So...perhaps a short compulsory groundschool element? With instructors paid for it of course! I know it would add to the cost, but I'm tired of cost always being the deciding element here. I would have loved someone to explain the mysteries of helicopter aerodynamics to me; no-one did, and I struggled with it up to my CPL and beyond. And I do have a scientific background, of sorts anyway.

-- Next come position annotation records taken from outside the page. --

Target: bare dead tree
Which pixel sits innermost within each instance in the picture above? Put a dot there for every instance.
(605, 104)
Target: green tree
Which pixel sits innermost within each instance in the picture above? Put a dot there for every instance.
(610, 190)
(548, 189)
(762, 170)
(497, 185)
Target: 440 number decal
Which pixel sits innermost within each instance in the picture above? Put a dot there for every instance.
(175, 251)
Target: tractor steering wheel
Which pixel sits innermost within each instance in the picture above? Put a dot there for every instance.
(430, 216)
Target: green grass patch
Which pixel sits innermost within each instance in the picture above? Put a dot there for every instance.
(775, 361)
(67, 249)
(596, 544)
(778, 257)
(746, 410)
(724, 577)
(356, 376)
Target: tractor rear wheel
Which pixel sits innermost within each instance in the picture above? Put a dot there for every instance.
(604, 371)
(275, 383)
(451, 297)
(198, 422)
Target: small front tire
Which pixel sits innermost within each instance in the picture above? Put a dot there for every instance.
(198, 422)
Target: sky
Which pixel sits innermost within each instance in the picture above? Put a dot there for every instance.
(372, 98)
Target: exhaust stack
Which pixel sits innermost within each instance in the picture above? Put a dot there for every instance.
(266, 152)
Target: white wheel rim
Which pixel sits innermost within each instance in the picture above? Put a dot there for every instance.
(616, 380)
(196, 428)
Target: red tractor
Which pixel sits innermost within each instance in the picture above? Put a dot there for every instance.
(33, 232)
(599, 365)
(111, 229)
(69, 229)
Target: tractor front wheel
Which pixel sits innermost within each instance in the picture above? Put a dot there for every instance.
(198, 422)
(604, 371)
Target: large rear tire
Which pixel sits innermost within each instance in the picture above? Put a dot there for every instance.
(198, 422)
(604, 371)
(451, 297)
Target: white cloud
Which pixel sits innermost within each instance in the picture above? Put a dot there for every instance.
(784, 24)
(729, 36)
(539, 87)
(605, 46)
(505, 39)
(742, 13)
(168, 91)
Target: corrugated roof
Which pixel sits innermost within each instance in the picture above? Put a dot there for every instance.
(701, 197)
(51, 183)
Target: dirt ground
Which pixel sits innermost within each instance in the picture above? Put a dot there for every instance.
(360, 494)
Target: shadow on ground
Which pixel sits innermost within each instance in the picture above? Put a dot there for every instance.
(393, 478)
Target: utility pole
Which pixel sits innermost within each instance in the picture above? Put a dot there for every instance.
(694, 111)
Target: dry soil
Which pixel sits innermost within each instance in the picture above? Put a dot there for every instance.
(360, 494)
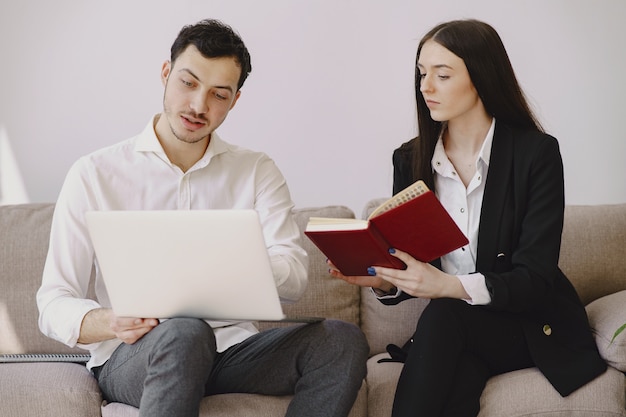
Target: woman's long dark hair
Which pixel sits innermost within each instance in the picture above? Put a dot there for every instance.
(481, 49)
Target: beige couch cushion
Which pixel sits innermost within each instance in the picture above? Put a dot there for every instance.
(592, 249)
(48, 389)
(23, 229)
(325, 296)
(606, 315)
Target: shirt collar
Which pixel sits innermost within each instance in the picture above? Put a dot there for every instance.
(441, 164)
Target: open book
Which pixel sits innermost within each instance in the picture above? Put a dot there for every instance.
(412, 221)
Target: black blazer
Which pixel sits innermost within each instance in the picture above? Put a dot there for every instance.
(519, 240)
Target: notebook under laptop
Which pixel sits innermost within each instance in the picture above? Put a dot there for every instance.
(210, 264)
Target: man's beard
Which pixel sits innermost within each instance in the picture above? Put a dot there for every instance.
(179, 136)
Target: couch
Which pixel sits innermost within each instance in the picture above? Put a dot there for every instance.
(40, 377)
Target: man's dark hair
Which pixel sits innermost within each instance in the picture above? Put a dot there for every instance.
(214, 39)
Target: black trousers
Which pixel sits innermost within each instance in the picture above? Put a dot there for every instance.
(456, 348)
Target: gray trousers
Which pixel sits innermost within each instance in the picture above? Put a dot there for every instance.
(170, 370)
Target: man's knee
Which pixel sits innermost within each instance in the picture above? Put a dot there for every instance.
(185, 335)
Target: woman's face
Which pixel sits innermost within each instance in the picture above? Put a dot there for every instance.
(446, 86)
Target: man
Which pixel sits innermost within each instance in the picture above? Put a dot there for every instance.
(179, 163)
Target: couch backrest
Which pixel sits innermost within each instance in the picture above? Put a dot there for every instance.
(24, 236)
(592, 255)
(593, 249)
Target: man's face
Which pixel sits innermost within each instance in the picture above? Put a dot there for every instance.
(199, 93)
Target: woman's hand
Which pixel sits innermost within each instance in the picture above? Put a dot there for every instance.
(363, 281)
(421, 279)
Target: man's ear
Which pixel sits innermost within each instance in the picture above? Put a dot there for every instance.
(165, 71)
(237, 95)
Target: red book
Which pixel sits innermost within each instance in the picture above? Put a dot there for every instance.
(412, 221)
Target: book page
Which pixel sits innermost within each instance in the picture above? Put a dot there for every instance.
(317, 224)
(416, 189)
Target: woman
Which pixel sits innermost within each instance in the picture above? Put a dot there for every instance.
(500, 303)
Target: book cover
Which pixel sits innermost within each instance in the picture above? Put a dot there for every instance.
(413, 221)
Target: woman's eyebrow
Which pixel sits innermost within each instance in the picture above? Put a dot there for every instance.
(436, 66)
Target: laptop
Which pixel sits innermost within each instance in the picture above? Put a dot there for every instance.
(209, 264)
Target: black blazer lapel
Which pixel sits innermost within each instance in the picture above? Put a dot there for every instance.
(497, 191)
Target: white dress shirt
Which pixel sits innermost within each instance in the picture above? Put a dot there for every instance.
(137, 175)
(464, 205)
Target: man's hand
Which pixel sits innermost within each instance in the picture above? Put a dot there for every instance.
(129, 329)
(101, 324)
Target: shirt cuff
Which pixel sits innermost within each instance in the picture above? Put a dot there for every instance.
(475, 286)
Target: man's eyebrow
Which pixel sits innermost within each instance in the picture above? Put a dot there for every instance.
(188, 71)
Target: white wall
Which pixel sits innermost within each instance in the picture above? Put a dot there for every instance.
(330, 95)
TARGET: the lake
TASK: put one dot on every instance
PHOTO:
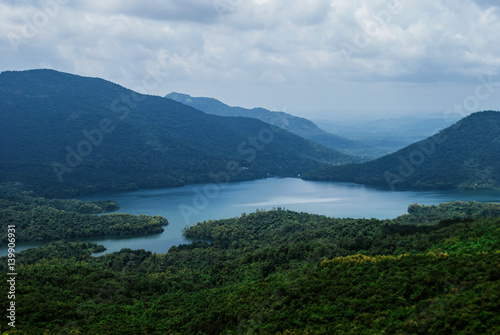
(188, 205)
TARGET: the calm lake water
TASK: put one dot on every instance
(188, 205)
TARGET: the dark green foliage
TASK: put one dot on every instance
(276, 272)
(465, 155)
(40, 219)
(63, 135)
(297, 125)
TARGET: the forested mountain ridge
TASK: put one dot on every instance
(63, 134)
(297, 125)
(465, 155)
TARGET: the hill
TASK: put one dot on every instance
(275, 272)
(63, 134)
(465, 155)
(297, 125)
(389, 134)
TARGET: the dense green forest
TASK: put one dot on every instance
(465, 155)
(277, 272)
(64, 135)
(40, 219)
(297, 125)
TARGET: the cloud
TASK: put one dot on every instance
(202, 45)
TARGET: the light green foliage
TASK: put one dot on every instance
(276, 272)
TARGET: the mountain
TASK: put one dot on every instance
(389, 134)
(63, 134)
(465, 155)
(297, 125)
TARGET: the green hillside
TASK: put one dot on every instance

Multiple choice is fine. Otherwise the exams will depend on a student's ability to express himself well on paper, which is not really relevant. And it works the other way round too. I discovered at university that I had a knack of being able to know a little about a subject and sound like an expert; it comes of being able to write well, and people mistake my ability fto express myself on paper for real knowledge. For that reason, I personally hate multiple choice!!! I can't fool anyone. But, joking part, we need questions that are clear and comprehensible, not ones where instructors can't work out the answer because it's not clear what the question means.

FFF,

There was a case once, described fairly recently in Pilot magazine, where a student went out for a first solo, then someone crashed on the runway, and she eventually had to fly to another airfield to land!!! It's rare, and full marks to her for coping, because I suspect some students wouldn't. However, EVERYONE should realise that going out to do circuits may not be just that...accidents happen, weather can change suddenly and unexpectedly, or whatever. So I think that at the very least first solo students should know about Air Law, but the relevant stuff, not all the stuff about...dunno, I've forgotten what was irrelevant because I never use it.